Mais la pertinence et la crédibilité des réponses exigent une certaine saine intelligence à cerner les causes des protestations et contestations et à leur apporter des éclaircissements satisfaisants.
Trois reproches
Ceci étant, qu’importe les raisons qui ont poussé le ministre de la Justice Abdellatif Ouahbi à livrer sa version des faits au sujet du scandale qui a éclaboussé l’examen pour le certificat d’aptitude à la profession d’avocat. Pas très important ici non plus de savoir s’il l’a fait sous la pression du Chef du gouvernement ou de hautes sphères dans l’appareil de l’Etat. De ce marécage, le Chef du gouvernement semble avoir pris ses distances, laissant à M. Ouahbi le soin de mener démêler une situation qu’il a lui-même créée. Sinon on ne comprendrait pas que le porte-parole du Gouvernement esquive laconiquement cette affaire, en assurant que M. Ouahbi allait fournir ultérieurement des explications, dénotant par là-même l’isolement de son confrère.
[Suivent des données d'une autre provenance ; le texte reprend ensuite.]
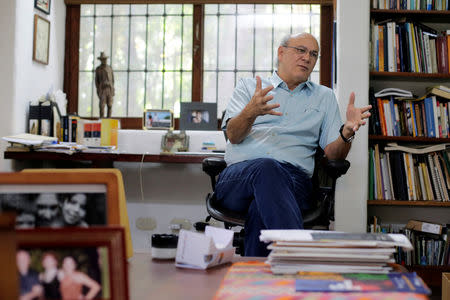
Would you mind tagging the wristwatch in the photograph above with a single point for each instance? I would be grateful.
(347, 140)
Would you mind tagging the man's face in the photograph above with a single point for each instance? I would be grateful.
(47, 208)
(74, 208)
(294, 64)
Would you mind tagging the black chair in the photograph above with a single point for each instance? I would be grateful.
(318, 217)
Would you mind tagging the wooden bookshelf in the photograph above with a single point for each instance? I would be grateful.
(408, 203)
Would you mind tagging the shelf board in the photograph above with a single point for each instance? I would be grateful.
(407, 203)
(408, 139)
(409, 74)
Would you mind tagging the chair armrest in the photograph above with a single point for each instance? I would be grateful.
(213, 165)
(336, 168)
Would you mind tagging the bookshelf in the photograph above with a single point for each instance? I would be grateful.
(398, 211)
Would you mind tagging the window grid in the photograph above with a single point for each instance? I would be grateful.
(253, 70)
(146, 70)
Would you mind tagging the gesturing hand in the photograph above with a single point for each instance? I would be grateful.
(258, 104)
(356, 116)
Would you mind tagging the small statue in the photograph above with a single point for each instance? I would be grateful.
(104, 82)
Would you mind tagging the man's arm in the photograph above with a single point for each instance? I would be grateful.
(239, 127)
(355, 119)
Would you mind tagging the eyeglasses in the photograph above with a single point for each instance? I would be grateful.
(302, 51)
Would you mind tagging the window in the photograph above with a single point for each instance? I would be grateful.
(150, 48)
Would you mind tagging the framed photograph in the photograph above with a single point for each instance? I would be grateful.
(175, 142)
(157, 119)
(198, 116)
(72, 263)
(60, 199)
(43, 5)
(41, 40)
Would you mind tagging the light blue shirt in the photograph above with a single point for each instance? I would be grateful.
(310, 117)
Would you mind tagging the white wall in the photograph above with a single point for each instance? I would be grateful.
(353, 75)
(22, 79)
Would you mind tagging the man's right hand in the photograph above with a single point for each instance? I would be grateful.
(258, 105)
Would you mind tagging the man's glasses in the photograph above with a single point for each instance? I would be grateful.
(302, 51)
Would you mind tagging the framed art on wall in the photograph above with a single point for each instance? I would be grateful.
(41, 40)
(43, 5)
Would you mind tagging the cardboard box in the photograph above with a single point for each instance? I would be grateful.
(445, 286)
(201, 251)
(424, 226)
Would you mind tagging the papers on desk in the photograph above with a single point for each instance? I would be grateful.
(293, 251)
(201, 251)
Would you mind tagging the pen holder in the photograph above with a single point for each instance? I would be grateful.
(164, 246)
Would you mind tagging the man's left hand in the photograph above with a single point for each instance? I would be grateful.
(355, 116)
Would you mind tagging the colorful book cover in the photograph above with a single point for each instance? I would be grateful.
(360, 282)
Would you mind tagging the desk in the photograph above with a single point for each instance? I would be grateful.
(152, 279)
(103, 160)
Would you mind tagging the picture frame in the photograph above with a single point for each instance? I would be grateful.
(41, 40)
(175, 142)
(96, 255)
(198, 116)
(43, 5)
(61, 198)
(157, 119)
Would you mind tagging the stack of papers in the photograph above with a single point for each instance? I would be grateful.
(293, 251)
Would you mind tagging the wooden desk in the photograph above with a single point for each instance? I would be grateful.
(103, 160)
(153, 279)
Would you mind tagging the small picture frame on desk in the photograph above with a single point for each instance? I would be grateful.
(157, 119)
(72, 263)
(60, 199)
(175, 142)
(41, 40)
(198, 116)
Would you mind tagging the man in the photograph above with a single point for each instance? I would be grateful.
(274, 127)
(74, 210)
(30, 288)
(104, 82)
(48, 211)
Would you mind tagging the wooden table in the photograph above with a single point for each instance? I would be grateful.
(160, 279)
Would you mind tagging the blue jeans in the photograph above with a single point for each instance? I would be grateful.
(270, 192)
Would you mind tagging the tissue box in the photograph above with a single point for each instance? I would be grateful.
(201, 251)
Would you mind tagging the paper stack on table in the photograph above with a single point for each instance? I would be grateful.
(293, 251)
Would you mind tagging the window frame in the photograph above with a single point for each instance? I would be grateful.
(72, 45)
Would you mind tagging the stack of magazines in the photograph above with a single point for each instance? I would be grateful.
(293, 251)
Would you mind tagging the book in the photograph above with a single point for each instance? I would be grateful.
(360, 282)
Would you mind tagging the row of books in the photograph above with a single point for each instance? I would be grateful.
(409, 47)
(102, 132)
(431, 247)
(412, 4)
(427, 116)
(399, 175)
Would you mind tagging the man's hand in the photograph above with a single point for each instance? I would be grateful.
(258, 105)
(355, 117)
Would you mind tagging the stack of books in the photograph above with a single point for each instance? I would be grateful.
(293, 251)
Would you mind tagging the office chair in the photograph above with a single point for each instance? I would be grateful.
(318, 217)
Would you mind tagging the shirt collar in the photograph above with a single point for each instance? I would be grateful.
(276, 81)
Celui qui est toujours ministre de la Justice a assumé ses responsabilités et livré sa version au moment où la blogosphère et les médias sociaux se relayaient des informations faisant état de son limogeage et que la décision concernant son départ du gouvernement n’était qu’une question de temps.
Et si sa troisième sortie devant les médias est louable, elle a en même temps suscité de sérieuses interrogations sur sa capacité de convaincre et révélé son impuissance à aborder sereinement les questions litigieuses que l’on reproche avec tant de véhémence au ministère dont il a la charge.
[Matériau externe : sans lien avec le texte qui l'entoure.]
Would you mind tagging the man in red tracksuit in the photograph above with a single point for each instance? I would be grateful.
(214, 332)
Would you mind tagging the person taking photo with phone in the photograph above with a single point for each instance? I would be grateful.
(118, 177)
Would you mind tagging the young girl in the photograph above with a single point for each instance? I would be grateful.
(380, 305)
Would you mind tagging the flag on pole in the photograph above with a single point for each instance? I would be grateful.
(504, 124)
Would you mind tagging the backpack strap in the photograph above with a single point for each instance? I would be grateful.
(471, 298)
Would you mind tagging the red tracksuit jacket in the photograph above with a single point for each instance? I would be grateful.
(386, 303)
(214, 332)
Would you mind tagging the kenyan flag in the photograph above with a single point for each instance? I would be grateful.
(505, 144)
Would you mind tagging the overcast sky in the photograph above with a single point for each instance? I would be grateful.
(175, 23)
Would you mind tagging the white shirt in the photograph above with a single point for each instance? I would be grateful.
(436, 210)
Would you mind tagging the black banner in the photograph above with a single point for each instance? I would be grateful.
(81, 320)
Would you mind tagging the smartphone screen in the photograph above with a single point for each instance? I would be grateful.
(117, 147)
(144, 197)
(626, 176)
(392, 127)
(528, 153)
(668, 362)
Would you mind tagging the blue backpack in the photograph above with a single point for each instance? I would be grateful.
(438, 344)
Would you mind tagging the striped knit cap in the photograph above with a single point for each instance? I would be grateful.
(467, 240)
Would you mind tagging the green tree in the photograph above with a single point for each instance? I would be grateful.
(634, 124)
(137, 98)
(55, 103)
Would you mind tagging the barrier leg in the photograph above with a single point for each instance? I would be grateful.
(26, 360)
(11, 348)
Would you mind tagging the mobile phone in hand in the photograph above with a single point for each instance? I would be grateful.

Ces critiques s’articulent autour de trois reproches essentiels. Le premier concerne l’entorse faite au cadre juridique précisant la modalité de l’examen et qui constitue le cadre contractuel entre le ministère de la Justice et les candidats. Le deuxième se rapporte aux soupçons de népotisme et de clientélisme à travers la présence massive dans la liste d’heureux admis de patronymes proches d’avocats, de bâtonniers, de magistrats et de responsables politiques ou de personnalités publiques. Le troisième a trait à l’appui juridique et éthique autorisant le ministre de baisse de son propre chef le seuil de réussite au-dessous de la moyenne requise, en ajoutant à la liste 1200 candidats repêchés aux 800 initialement admis.
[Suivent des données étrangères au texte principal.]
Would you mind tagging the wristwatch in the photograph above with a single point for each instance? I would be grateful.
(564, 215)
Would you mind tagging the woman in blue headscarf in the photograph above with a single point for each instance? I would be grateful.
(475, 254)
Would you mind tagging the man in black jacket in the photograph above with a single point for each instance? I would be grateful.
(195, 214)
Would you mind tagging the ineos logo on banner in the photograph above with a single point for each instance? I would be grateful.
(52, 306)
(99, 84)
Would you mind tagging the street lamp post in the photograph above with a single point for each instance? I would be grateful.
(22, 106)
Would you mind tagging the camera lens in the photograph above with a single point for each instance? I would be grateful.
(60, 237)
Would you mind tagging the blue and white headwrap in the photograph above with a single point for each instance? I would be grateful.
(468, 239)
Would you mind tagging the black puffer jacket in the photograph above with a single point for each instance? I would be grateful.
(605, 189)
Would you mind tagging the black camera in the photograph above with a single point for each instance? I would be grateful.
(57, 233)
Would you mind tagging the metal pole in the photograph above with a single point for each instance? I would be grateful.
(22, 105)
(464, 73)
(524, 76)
Dans sa plaidoirie médiatique, le ministre est apparu plus préoccupé par la question de son maintien ou son départ du gouvernement que par l’élucidation des tenants et des aboutissants de cette affaire. Le pouvait-il ? Il s’est donc rabattu sur les trois centres d’intérêts qui l’intéressent : le premier porte sur l’ampleur de la tempête provoquée et si elle requiert vraiment son limogeage, le deuxième concerne ses rapports avec le Chef du gouvernement et le troisième tient à la bienveillance dont il serait entouré en haut lieu.
‘’Une tempête dans un verre d’eau’’
Dans son argumentaire, M. Ouahbi a estimé en substance que les protestations en lien avec cet examen ne sont qu’une tempête dans un verre d’eau ne justifiant pas à l’en croire son remerciement. Il a également loué son rapport avec le Chef de gouvernement qu’il qualifié d’«ami et de soutien». Il a de même écarté de manière sibylline toute éventuelle démission, invoquant de «respectables sphères ayant un statut, une stature» sans plus d’explications à l’opinion publique sur les raisons qui l’autorisent à insérer dans son argumentaire cette phrase volontairement énigmatique comme s’il voulait suggérer avoir reçu des assurances sur son maintien au gouvernement. A moins qu’il n’ait voulu, en laissant planer le mystère, faire barrage à la torrentielle campagne réclamant son départ, ou encore d’alerter les hautes sphères pour réagir aux critiques et se préparer aux conséquences politiques qui en découleraient.
Ce qu’il faut retenir de ce feu de tout bois c’est un message on ne peut plus clair : Il consiste à renvoyer les contestataires à leurs chères études en leur signifiant que leur ‘’insignifiante’’ tempête n’a réussi ni à le secouer de son fauteuil ou à le délester de son portefeuille, ni à élargir le fossé avec son Chef de gouvernement, ni à le faire tomber dans la disgrâce des hautes sphères.
A part ça, sa réaction, déjà sans consistance, aux protestations, n’a fait qu’aggraver davantage les choses dans une ambiance déjà peu propice à la sérénité.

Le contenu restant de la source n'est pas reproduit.